Weil's new book is indeed quite scientifically realized. Despite its subtitle, A Lifelong Guide to Your Physical and Spiritual Well-Being, it parallels--in many ways--the best-sellers of Dr. Nicholas Perricone, with an analysis of the biological changes that appear on the cellular level due to stress hormones, free radicals and the natural, progressive shortening of telomeres on the ends of chromosomes. Weil even advises adopting an anti-inflammatory diet, using spices like turmeric and eating fish like salmon. Dermatologist Perricone, meanwhile, appears on the cover of Life Extension magazine with the head of a salmon on the plate before him. The irony here is not that both men espouse the same regimen, but rather that Weil appears to be more skeptical of an industry that exploits our desire for immortality. As Weil puts it, "I am dismayed by the emphasis on appearance in anti-aging medicine." The other irony is that he dismisses claims that real life extension is on the horizon, because "nature doesn't care about individuals, only their genes." For sure, once you pass your immortal DNA on, nature is pretty much done with you. So where's the irony here, you ask? Most visibly of all, salmon die soon after spawning.
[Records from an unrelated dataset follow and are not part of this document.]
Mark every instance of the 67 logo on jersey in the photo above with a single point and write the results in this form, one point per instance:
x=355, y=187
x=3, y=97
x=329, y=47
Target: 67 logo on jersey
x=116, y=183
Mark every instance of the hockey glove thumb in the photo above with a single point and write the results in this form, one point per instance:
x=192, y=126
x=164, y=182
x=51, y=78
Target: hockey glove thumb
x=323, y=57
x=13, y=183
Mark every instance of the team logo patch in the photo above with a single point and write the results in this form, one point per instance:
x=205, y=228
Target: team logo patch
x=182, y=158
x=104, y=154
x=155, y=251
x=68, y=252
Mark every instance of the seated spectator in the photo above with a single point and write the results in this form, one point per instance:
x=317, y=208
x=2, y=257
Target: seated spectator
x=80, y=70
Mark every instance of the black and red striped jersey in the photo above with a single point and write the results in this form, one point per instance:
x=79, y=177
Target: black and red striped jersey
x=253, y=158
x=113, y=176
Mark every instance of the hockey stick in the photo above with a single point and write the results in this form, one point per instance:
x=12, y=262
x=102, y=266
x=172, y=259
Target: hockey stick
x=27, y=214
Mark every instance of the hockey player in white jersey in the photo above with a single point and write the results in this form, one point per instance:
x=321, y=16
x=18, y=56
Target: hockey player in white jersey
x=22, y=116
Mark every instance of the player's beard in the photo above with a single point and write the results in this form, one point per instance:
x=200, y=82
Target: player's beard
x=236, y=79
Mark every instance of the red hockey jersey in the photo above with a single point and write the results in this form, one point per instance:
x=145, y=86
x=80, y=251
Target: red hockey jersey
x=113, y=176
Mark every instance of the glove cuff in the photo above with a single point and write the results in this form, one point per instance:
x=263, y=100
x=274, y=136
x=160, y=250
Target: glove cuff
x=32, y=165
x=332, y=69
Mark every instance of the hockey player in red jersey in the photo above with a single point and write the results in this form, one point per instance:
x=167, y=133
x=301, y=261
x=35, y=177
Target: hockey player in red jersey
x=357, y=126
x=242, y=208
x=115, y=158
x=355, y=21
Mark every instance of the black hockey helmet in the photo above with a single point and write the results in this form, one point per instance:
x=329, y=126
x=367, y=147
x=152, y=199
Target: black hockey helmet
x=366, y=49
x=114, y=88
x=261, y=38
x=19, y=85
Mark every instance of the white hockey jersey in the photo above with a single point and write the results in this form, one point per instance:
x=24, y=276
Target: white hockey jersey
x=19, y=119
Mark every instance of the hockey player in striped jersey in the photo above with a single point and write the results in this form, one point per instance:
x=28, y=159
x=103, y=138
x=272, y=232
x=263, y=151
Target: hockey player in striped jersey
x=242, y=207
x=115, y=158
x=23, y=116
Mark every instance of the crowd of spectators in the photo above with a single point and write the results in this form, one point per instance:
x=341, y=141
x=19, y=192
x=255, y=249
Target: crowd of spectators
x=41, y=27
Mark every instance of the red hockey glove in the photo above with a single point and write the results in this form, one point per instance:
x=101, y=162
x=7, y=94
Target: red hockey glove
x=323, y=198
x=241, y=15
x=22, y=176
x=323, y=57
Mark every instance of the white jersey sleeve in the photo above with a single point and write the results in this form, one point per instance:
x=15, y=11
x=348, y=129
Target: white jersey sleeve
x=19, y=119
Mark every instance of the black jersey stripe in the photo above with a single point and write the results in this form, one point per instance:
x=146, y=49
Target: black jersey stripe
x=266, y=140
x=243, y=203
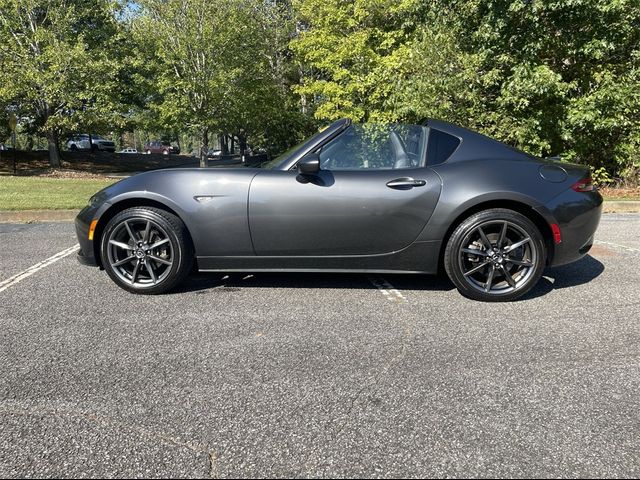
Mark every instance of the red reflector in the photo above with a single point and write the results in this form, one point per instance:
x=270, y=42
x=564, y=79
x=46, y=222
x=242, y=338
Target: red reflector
x=557, y=237
x=584, y=185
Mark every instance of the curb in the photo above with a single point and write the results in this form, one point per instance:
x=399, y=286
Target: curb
x=30, y=216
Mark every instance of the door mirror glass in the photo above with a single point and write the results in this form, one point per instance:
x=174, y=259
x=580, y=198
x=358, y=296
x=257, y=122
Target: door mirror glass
x=309, y=164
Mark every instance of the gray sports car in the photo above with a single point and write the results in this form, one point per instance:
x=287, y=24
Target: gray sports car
x=353, y=198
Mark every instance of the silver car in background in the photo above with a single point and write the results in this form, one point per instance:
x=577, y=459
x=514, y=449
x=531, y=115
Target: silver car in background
x=90, y=142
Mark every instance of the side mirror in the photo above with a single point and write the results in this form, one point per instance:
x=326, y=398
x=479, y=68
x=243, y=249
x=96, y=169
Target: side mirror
x=309, y=164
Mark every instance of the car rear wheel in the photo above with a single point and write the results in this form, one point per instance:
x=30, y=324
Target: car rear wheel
x=146, y=250
x=495, y=255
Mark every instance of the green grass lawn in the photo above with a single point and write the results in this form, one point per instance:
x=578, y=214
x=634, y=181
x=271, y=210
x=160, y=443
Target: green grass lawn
x=38, y=193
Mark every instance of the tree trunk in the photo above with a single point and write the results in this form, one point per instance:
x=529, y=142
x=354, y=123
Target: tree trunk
x=204, y=148
x=54, y=152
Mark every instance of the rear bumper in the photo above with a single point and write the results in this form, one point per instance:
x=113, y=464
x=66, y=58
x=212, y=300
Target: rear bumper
x=578, y=216
x=86, y=254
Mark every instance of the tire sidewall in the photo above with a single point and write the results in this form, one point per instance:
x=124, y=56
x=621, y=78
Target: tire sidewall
x=455, y=243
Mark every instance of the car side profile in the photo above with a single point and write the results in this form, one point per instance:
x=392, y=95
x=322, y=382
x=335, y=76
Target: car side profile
x=384, y=198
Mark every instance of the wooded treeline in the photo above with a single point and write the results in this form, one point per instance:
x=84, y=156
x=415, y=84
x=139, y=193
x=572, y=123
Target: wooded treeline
x=551, y=78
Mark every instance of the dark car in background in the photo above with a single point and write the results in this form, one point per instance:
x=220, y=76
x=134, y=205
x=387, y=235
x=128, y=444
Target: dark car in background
x=84, y=141
x=165, y=148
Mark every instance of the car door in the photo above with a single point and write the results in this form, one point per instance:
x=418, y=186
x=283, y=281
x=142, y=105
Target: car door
x=372, y=196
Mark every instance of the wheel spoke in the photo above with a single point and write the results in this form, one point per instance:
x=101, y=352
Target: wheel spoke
x=151, y=272
x=158, y=243
x=524, y=263
x=122, y=262
x=133, y=237
x=485, y=240
x=503, y=235
x=517, y=244
x=474, y=252
x=145, y=237
x=475, y=269
x=124, y=246
x=159, y=260
x=134, y=275
x=508, y=277
x=487, y=286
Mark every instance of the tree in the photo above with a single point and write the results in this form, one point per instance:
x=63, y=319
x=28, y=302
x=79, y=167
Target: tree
x=547, y=77
x=61, y=65
x=354, y=52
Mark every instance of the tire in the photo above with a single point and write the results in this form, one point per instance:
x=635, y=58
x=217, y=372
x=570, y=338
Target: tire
x=156, y=260
x=504, y=270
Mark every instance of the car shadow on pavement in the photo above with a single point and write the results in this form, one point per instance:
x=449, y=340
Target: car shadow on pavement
x=202, y=282
x=578, y=273
x=571, y=275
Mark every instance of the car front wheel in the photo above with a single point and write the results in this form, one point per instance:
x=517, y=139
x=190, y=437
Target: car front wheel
x=495, y=255
x=146, y=250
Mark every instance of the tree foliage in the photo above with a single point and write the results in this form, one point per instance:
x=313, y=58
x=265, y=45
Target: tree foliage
x=62, y=66
x=557, y=77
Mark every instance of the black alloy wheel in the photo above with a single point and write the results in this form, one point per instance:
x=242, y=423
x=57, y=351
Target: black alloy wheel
x=495, y=255
x=146, y=250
As to whether there may ever be a pill that can extend human life beyond the current upper limit of 120 years, Weil cites the success of Dr. Cynthia Kenyon in her research with nematodes. It is the same scientist who inspired my own upcoming suspense novel, Geezer, due to the 50 percent increase in life span that Kenyon observed in worms known to researchers as caenorhabditis elegans. Yet despite Kenyon's gene manipulation, and the hope of the company she founded, Elixir, worms are not humans. (Or at least not MOST humans, although the killer who steals an experimental longevity formula in Geezer in order to secretly test it on a small town's residents might qualify.)

Until a real breakthrough in life extension comes, what are we to do? This is the question that Weil answers in Healthy Aging, with proven science to back him up. What distinguishes his answers from the more aggressive fad-diet and exercise books on the market is his tone. This is especially evident on the audiobook version that he narrates. "Aging can bring frailty and suffering, but it can also bring depth and richness of experience, complexity of being, serenity, wisdom and its own kind of power and grace," he says.

Weil is not preaching or conducting a pep rally here. He respects his audience. They are, after all, not children, and what aging Americans need now, especially in this area, is a little dignity. His advice? Live in moderation; eat a wide selection of natural, whole foods; exercise regularly but not too much; touch a lot; and don't fret over those wrinkles or a few extra pounds. In this way, you will be joining good company, including even those few in Hollywood who have seen the insanity of an unwise obsession for what it is, like Jamie Lee Curtis, star of the 1985 movie Perfect. Or Lauren Bacall, Paul Newman, and Robert Redford. Or Colin Powell.

Pair this book with The Power of Now: A Guide to Spiritual Enlightenment by Eckhart Tolle--another book without a trace of hype--and you have a roadmap for real peace, health and happiness.